AIMS: The aim of this study was to assess the haemodynamic response and tolerance to aggressive oral hydralazine/isosorbide dinitrate (HYD/ISDN) up-titration after intravenous vasodilator therapy in advanced decompensated heart failure (ADHF).

METHODS AND RESULTS: Medical records of 147 consecutive ADHF patients who underwent placement of a pulmonary artery catheter and received intravenous vasodilator therapy were reviewed.

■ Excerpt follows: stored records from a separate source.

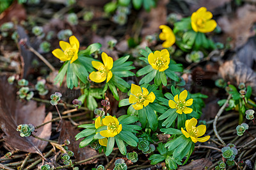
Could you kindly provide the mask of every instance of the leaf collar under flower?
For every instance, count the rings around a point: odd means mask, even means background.
[[[69,43],[60,41],[60,46],[61,49],[54,50],[52,54],[62,61],[71,60],[72,63],[78,58],[77,53],[79,49],[79,42],[74,35],[69,38]]]
[[[170,100],[168,104],[170,107],[172,109],[176,109],[176,112],[180,114],[182,112],[185,114],[189,114],[193,111],[191,108],[188,107],[187,106],[190,106],[193,104],[193,98],[190,98],[186,101],[186,98],[188,97],[188,91],[186,89],[182,91],[179,97],[178,95],[174,97],[174,101]]]
[[[103,63],[99,61],[92,61],[92,66],[98,70],[98,72],[92,72],[90,75],[90,79],[95,82],[102,82],[107,79],[107,82],[112,78],[113,73],[111,71],[113,68],[113,58],[109,57],[107,54],[102,52],[101,54]]]
[[[203,137],[198,137],[202,136],[205,134],[206,126],[201,125],[196,127],[197,120],[193,118],[191,120],[187,120],[185,123],[185,130],[181,128],[181,132],[186,137],[190,137],[193,143],[200,142],[204,143],[210,139],[210,135],[207,135]]]
[[[132,107],[135,110],[140,110],[148,105],[148,104],[154,102],[156,96],[153,92],[149,93],[147,89],[141,88],[139,86],[132,84],[131,88],[131,93],[129,98],[129,102],[133,104]],[[149,93],[149,94],[148,94]]]

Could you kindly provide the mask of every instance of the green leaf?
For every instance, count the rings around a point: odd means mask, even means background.
[[[114,98],[116,100],[119,101],[119,96],[118,96],[118,93],[117,93],[116,91],[116,88],[112,80],[111,79],[108,82],[108,85],[109,87],[110,90],[112,92],[113,95],[114,96]]]
[[[143,109],[138,111],[138,116],[139,116],[140,122],[141,123],[141,128],[145,128],[147,124],[146,109],[144,107]]]
[[[129,102],[129,98],[124,98],[119,102],[118,106],[123,107],[125,105],[130,105],[131,104]]]
[[[124,64],[126,61],[127,61],[129,57],[130,56],[126,56],[125,57],[122,57],[116,59],[116,61],[114,61],[113,66],[115,67],[116,66],[119,66],[122,64]]]
[[[150,106],[145,107],[145,108],[146,109],[146,116],[149,126],[153,131],[156,131],[158,127],[158,121],[156,113]]]
[[[156,75],[155,77],[154,83],[156,86],[160,86],[161,82],[162,81],[161,79],[160,72],[157,70]]]
[[[118,134],[119,136],[123,139],[124,141],[127,143],[129,145],[136,147],[138,144],[138,138],[131,132],[122,130]]]
[[[88,80],[87,77],[89,76],[89,74],[87,72],[87,70],[85,67],[82,65],[80,61],[77,59],[74,61],[71,65],[71,69],[76,73],[76,76],[83,83],[86,83]]]
[[[115,135],[115,139],[121,153],[124,155],[126,155],[126,146],[124,144],[123,140],[122,140],[121,137],[119,137],[119,135]]]
[[[120,124],[125,124],[125,125],[127,125],[127,124],[131,124],[132,123],[134,123],[136,121],[139,120],[139,118],[138,118],[137,116],[130,116],[122,120],[121,120],[120,121]]]
[[[182,114],[178,114],[178,128],[180,129],[181,127],[184,127],[185,121],[187,120],[187,116],[186,114],[182,113]]]
[[[87,107],[90,111],[94,111],[94,109],[98,107],[96,100],[90,94],[87,97]]]
[[[94,134],[92,134],[84,138],[82,141],[80,142],[79,148],[83,148],[88,145],[93,139],[93,136]]]
[[[154,70],[154,68],[152,67],[151,65],[147,65],[143,68],[142,68],[141,69],[140,69],[136,73],[136,75],[137,77],[140,77],[141,76],[143,75],[145,75],[148,73],[149,73],[150,72]]]
[[[95,128],[86,128],[83,130],[82,132],[78,133],[76,135],[76,140],[78,140],[80,138],[82,137],[84,137],[88,135],[90,135],[92,134],[93,134],[95,133]]]
[[[67,70],[68,69],[68,62],[69,61],[65,62],[64,64],[62,65],[61,68],[60,69],[58,74],[54,79],[54,82],[55,82],[54,84],[56,84],[58,82],[60,82],[60,84],[61,85],[62,82],[63,81],[64,77],[66,75]]]
[[[179,116],[178,114],[179,114],[176,112],[176,109],[172,110],[173,111],[171,112],[169,117],[165,121],[164,121],[164,122],[163,122],[162,126],[166,126],[166,128],[170,127],[170,126],[172,126],[172,124],[173,123],[173,121],[176,120],[177,116]]]
[[[163,85],[166,86],[167,85],[166,75],[165,74],[164,72],[161,72],[159,73],[160,73],[161,81],[162,82]]]
[[[182,132],[180,130],[173,128],[161,128],[160,131],[164,132],[164,134],[170,134],[170,135],[182,135]]]
[[[132,4],[135,9],[139,10],[142,5],[143,0],[132,0]]]
[[[127,109],[127,114],[128,115],[138,115],[138,111],[135,110],[134,108],[133,108],[132,105],[130,105],[130,106],[128,107]]]
[[[156,77],[157,71],[157,70],[154,70],[153,71],[149,72],[143,78],[142,78],[141,80],[140,80],[140,84],[142,84],[144,83],[149,83],[150,81],[152,81]]]
[[[106,156],[108,156],[111,153],[113,149],[114,148],[115,144],[115,137],[109,137],[108,140],[107,150],[106,151]]]
[[[102,45],[99,43],[95,43],[90,45],[86,49],[80,50],[78,56],[88,56],[100,49]]]

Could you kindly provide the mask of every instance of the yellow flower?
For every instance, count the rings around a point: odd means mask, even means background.
[[[113,67],[113,58],[108,56],[105,52],[101,54],[104,65],[96,61],[92,61],[92,66],[98,70],[98,72],[92,72],[89,77],[91,81],[95,82],[102,82],[107,79],[107,82],[112,78],[113,73],[111,71]]]
[[[148,95],[148,91],[146,88],[142,88],[142,89],[143,92],[141,87],[132,84],[131,88],[131,95],[129,98],[129,102],[134,104],[132,107],[135,110],[143,109],[143,105],[146,107],[148,105],[149,102],[152,103],[156,99],[156,96],[153,92],[151,92]]]
[[[205,125],[201,125],[196,127],[197,123],[197,120],[193,118],[191,120],[187,120],[185,123],[186,130],[185,131],[183,128],[181,128],[181,132],[186,136],[186,137],[191,139],[193,143],[196,143],[197,141],[200,143],[204,143],[210,139],[209,135],[207,135],[203,137],[198,137],[202,136],[206,132]]]
[[[156,50],[151,52],[148,57],[149,64],[152,67],[159,72],[163,72],[169,68],[170,54],[168,50]]]
[[[192,13],[191,26],[195,32],[203,33],[211,32],[217,26],[217,23],[212,18],[212,13],[207,12],[205,7],[200,8]]]
[[[104,126],[102,124],[101,124],[101,119],[100,116],[99,116],[96,120],[95,120],[95,126],[96,128],[99,128],[100,127]],[[98,132],[99,133],[99,132]],[[107,146],[108,144],[108,138],[105,137],[104,139],[99,139],[99,143],[101,146]]]
[[[168,104],[170,107],[172,109],[176,109],[176,112],[179,114],[182,114],[182,112],[185,114],[189,114],[193,111],[191,108],[186,106],[191,105],[193,104],[193,98],[190,98],[186,101],[186,98],[188,97],[188,91],[186,89],[182,91],[179,96],[178,95],[174,97],[174,101],[170,100]]]
[[[165,41],[162,45],[163,47],[168,48],[173,45],[176,39],[172,29],[164,25],[161,25],[159,28],[162,29],[162,33],[159,35],[159,38],[163,41]]]
[[[103,137],[114,137],[118,134],[122,130],[122,125],[119,125],[118,120],[112,116],[105,116],[102,120],[103,125],[107,126],[107,130],[100,132]]]
[[[78,58],[77,53],[79,49],[79,42],[76,36],[72,35],[69,37],[69,42],[60,41],[60,46],[62,50],[57,49],[54,50],[52,53],[61,61],[71,60],[70,63],[72,63]]]

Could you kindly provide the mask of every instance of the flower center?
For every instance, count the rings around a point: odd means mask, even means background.
[[[143,103],[146,100],[145,97],[143,94],[138,95],[136,98],[138,103]]]
[[[177,102],[176,109],[181,110],[183,112],[184,109],[186,107],[185,103],[186,103],[185,100],[180,100],[178,102]]]
[[[109,123],[108,125],[108,130],[110,130],[110,132],[111,132],[112,133],[117,131],[117,128],[118,127],[118,125],[116,125],[115,123]]]
[[[155,65],[156,66],[159,68],[161,68],[164,65],[165,63],[167,61],[164,61],[162,57],[159,57],[159,58],[157,58],[156,59],[155,59]]]
[[[205,20],[204,19],[199,19],[196,20],[196,25],[199,27],[204,27],[205,25]]]
[[[191,136],[193,136],[193,137],[196,137],[197,136],[197,132],[198,132],[198,130],[197,128],[195,127],[192,127],[189,135]]]
[[[73,48],[68,48],[64,51],[64,54],[68,58],[72,58],[75,55],[76,50]]]

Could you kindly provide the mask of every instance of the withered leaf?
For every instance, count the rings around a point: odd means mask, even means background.
[[[236,60],[228,61],[219,68],[220,75],[232,84],[238,86],[244,82],[250,86],[253,94],[256,93],[256,73],[245,64]]]
[[[7,82],[6,76],[0,77],[0,124],[5,135],[4,144],[9,150],[18,150],[30,153],[41,153],[48,142],[33,137],[22,137],[16,130],[20,124],[32,123],[37,126],[52,119],[50,112],[45,116],[45,105],[38,107],[36,102],[21,103],[16,100],[16,89]],[[51,123],[36,129],[33,134],[46,139],[50,139]]]
[[[209,167],[212,164],[209,158],[200,158],[192,161],[189,164],[179,167],[178,170],[203,170],[205,167]]]
[[[97,155],[96,150],[92,149],[89,146],[82,148],[79,148],[79,143],[83,139],[76,141],[75,136],[80,132],[73,127],[70,121],[62,120],[61,125],[60,125],[60,127],[61,130],[59,137],[59,143],[62,144],[66,139],[68,139],[70,141],[70,144],[68,145],[68,150],[74,152],[77,161],[86,159]],[[97,160],[97,159],[95,158],[83,164],[88,164],[96,163]]]

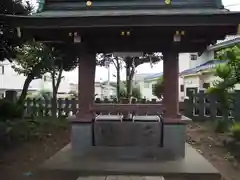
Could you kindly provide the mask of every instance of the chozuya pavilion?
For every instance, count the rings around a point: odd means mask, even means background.
[[[163,175],[220,180],[185,144],[188,118],[179,114],[178,54],[202,52],[236,34],[239,12],[221,0],[40,0],[38,13],[6,16],[19,36],[75,47],[79,55],[79,112],[72,140],[45,168],[81,175]],[[96,53],[162,52],[163,104],[95,104]],[[163,113],[164,110],[164,113]],[[100,115],[96,112],[115,115]],[[121,113],[130,113],[127,121]],[[105,113],[106,114],[106,113]],[[117,115],[116,115],[117,114]]]

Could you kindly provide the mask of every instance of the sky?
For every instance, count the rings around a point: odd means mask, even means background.
[[[37,0],[31,0],[33,4],[36,4]],[[240,11],[240,0],[222,0],[223,5],[225,8],[231,11]],[[159,62],[153,67],[150,66],[149,63],[142,64],[137,67],[136,73],[160,73],[163,71],[163,62]],[[116,69],[113,65],[110,66],[110,81],[116,81]],[[71,72],[64,73],[65,78],[70,83],[77,83],[78,82],[78,69],[75,69]],[[124,80],[126,76],[125,70],[121,72],[121,80]],[[108,69],[104,67],[96,67],[96,78],[95,81],[106,81],[108,79]]]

Intravenous sodium nitroprusside and sodium nitroglycerin as first-line agent for those with preserved blood pressures were utilized in 143 and 32 patients, respectively. Sixty-one percent of patients were converted to oral HYD/ISDN combination therapy through a standardized conversion protocol. These patients had a significantly higher admission mean pulmonary arterial wedge pressure compared with patients not converted (28 ± 7 vs. 25 ± 8 mmHg, respectively; P-value 0.024). Beneficial haemodynamic response to decongestive therapy, defined as low cardiac filling pressures and cardiac index ≥2.20 L/min/m(2) without emergent hypotension, was achieved in 32% and 29% of patients who did or did not receive oral HYD/ISDN, respectively (P-value 0.762). HYD/ISDN dosing was progressively and consistently decreased up to the moment of hospital discharge and during outpatient follow-up, primarily due to incident hypotension.

CONCLUSION: The use of a standardized haemodynamically guided up-titration protocol for conversion from intravenous to oral vasodilators may warrant subsequent dose reductions upon stabilization.